Question

It can be shown that for any three events, A,B, and C, the probability that at
least one of them will occur is given by
P(AUBUC=P(A)+P(B)+P(C)-P(AintersectionB)-P(AintersectionC)-P(BintersectionC)+P(AintersectionBintersectionC))
Verify that this formula holds the probabilities of the follow venn diagram.

Answer 1

The top left circle is A the next one to the right is B and the botttom one is C. I'll post up what I got so far.

Answer 2

I've tried solving this two ways but can't seem to figure out what my mistake is:
The union of A, B,C is .86 so the other side must equal the same.


attempt 1:

.89-.06+.04-.16+.04-.04+.11+.04=.86

where,.89 is the P(A)+P(B)+P(C), .06+.04 is P(AintersectionB), .16+.04
P(AintersectionC), .04 + .11 is P(BintersectionC), and .04 is
P(AintersectionBintersectionC)).

attempt 2:

.89-.06-.16-.11+.04=.6

Where is my mistake?

Answer 3

at attempt 2 why do u leave out other probability (on intersection)

Answer 4

I wasn't quite sure about the values of intersection between each attempt,
in particular P(A intersection B),P(A intersection C) and P(B intersection C).
Am I just looking at what is contained in both subsets in general or in all cases?

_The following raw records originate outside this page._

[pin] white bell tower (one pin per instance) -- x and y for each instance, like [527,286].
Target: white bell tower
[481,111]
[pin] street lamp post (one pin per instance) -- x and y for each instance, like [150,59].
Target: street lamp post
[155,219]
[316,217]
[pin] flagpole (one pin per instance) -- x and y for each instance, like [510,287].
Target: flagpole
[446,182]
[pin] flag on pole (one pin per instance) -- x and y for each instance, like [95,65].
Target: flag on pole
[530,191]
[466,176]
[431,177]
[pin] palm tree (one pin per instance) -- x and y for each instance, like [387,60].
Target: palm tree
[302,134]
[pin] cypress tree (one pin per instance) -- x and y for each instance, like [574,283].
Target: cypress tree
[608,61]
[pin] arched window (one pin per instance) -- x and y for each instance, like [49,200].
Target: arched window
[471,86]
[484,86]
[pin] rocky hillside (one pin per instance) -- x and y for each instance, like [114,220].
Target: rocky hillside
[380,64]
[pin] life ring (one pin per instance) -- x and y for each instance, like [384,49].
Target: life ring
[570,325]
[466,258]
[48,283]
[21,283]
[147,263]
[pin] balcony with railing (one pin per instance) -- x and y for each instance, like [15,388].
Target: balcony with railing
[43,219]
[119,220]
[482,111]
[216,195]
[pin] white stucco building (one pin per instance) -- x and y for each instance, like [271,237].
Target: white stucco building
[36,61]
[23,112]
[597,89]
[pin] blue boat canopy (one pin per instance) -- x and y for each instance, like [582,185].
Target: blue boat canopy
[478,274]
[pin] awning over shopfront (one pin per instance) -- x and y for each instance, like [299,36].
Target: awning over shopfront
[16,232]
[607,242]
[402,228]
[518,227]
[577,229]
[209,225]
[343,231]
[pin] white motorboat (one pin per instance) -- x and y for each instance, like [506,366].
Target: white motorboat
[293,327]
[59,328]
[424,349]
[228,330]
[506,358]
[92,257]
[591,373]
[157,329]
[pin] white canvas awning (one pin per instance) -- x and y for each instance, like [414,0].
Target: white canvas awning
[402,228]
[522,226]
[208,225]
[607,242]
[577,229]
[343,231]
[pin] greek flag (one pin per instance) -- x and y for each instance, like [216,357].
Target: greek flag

For example, would P(A intersection B) be .06, and .04 or just .06?

Answer 5

check this this clear tell us that attemp two is correct
http://www.brynmawr.edu/math/people/anmyers/PAPERS/Venn.pd

Answer 6

If that is correct, then I'm still unsure of how that right side is suppose to be .89. I'm sure I've done everything correctly.